Flunkey: "I'm terribly sorry, Minister, he left yesterday."
Education Secretary frowns. "In that case, bring me the deputy director of publicity."
Flunkey: "I'm sorry Minister, but that post has also been vacant since January."
Inconvenient, what? But a perfectly valid scenario, thanks to an odd mixture of circumstances. Jim Coe, the man at the top, announced last summer that after a publicity career spanning such luminaries as Margaret Thatcher and such PR nightmares as salmonella, BSE and the teachers' boycott, he intended to retire gracefully to novel-writing and a spot of consultancy work once the election was announced. Since no one knows quite when that will be, appointing a successor may not be so straightforward.
Compounding the problem is the departure last week of the man who might have been expected to step - if only temporarily - into his shoes, deputy Martin Patterson.
The moustachioed Mr Patterson is making good use of all the skills he has honed at the DFEE and has gone off to the Food and Drink Federation to talk up the public image of beef, baby milk and anything else with a health scare attached to it.
No doubt he'll do very well there, but that won't help the new Education Secretary, whose words of wisdom will be echoing in empty rooms at this rate. "The job hasn't even been advertised yet," wails our Sanctuary Buildings mole.
Youth may be cool, but youth organisations are not. Until now. All this might be about to change, thanks to an emerging youth mafia whose graduates are lodging themselves in very high places.
The fiftieth birthday of the British Youth Council this year hardly sounds like a showstopper. Look beyond its worthy image, however, and a phalanx of influential, media-friendly personalities begins to emerge - particularly if a situation should ever arise where we have a Prime Minister Blair serving under King Charles III.

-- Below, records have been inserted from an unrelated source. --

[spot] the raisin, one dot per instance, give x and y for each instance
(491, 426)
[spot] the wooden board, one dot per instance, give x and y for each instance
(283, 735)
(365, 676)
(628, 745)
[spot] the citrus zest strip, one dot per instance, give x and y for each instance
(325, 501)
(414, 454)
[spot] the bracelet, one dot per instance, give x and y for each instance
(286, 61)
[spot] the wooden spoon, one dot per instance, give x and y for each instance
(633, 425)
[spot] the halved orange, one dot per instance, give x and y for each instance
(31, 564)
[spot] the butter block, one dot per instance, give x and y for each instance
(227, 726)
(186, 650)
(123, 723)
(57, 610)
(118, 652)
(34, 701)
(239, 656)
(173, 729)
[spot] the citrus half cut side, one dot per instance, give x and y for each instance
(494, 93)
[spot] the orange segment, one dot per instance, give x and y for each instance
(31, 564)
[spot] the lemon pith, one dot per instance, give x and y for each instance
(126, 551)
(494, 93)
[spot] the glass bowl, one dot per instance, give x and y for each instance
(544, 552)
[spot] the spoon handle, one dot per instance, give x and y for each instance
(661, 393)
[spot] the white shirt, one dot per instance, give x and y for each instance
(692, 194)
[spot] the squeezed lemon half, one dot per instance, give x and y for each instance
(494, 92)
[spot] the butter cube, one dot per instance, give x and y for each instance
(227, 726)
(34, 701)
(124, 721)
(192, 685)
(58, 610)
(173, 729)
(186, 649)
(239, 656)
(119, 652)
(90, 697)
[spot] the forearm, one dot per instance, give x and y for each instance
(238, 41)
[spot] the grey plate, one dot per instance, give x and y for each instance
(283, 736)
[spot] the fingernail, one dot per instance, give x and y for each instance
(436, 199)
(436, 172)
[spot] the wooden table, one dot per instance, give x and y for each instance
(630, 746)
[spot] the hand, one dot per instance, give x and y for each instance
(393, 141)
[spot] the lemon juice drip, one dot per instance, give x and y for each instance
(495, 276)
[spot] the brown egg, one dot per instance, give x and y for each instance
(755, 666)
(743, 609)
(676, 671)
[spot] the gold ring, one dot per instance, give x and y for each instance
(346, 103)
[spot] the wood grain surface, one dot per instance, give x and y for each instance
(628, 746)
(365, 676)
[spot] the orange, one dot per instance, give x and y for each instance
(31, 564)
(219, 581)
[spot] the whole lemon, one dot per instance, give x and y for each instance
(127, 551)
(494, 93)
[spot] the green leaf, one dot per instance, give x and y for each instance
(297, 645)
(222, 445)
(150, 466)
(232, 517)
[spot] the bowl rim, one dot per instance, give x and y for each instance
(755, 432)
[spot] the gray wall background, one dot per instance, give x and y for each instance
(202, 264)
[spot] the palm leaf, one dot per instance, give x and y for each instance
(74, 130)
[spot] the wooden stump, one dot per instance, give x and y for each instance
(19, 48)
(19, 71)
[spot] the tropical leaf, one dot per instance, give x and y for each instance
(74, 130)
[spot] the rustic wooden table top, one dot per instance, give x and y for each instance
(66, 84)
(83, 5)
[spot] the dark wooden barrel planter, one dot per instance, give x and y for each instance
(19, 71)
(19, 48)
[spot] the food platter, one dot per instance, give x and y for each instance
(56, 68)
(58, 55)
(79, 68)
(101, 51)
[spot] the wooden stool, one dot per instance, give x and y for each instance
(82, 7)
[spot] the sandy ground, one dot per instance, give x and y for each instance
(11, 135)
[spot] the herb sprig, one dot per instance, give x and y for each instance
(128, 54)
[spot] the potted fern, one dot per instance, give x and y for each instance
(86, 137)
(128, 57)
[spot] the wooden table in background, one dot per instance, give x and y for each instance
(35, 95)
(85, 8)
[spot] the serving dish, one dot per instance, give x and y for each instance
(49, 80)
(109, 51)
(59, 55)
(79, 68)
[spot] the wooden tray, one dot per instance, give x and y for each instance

Spin doctor extraordinaire Peter Mandelson MP - who allegedly carries more weight with Blair than the whole of the shadow cabinet - developed his power-lobbying and arm-twisting skills as the BYC's chairman 20 years ago. Only the Council's compulsory retirement age of 25 forced him to move on to a career in television, but not before he had persuaded a sceptical Prime Minister Jim Callaghan to fund the council to provide political education packs for young people.
Now his former stablemate and ally, Tom Shebbeare - then the council's general secretary - has emerged at the top of the greasy pole as one of the handful of courtiers chosen to guide the heir to the throne back into the hearts of the people in the wake of Camillagate and all the rest of the publicity horrors.
Shebbeare, who runs Charles' personal charity, the Prince's Trust, is thought to have become the most trusted of his advisers. He left his job as director of the European Youth Federation because he could no longer stand the boredom of his "wonderfully overpaid, underemployed, tax-free existence". He thinks he landed the Trust directorship because they were bowled over by his readiness to take a two-thirds cut in pay.
Despite the self-deprecation, Shebbeare has taken the Trust's annual income, mainly from outside donations, from Pounds 7,000 a year to Pounds 27m. He says that last week's headlines about he and his colleagues relaunching the Prince are rather over the top. "We're just helping to rethink strategies," he explains.
Teachers are more miserable now than they've ever been, so it seems. And the speech given by David Cracknell on becoming president of the Society of Education Officers contains a few clues as to why their lot is not a happy one.
There is the entertaining tale of the Cheshire six-year-old, whose father was told at a parents' evening that he was doing well but there were concerns that he was not mixing properly with the other children. He seemed, said the head, reluctant to share things and work together with others in small groups.
Father was unconcerned. "There's no point in him sharing what he knows with others - that gives him a competitive edge," he reasoned.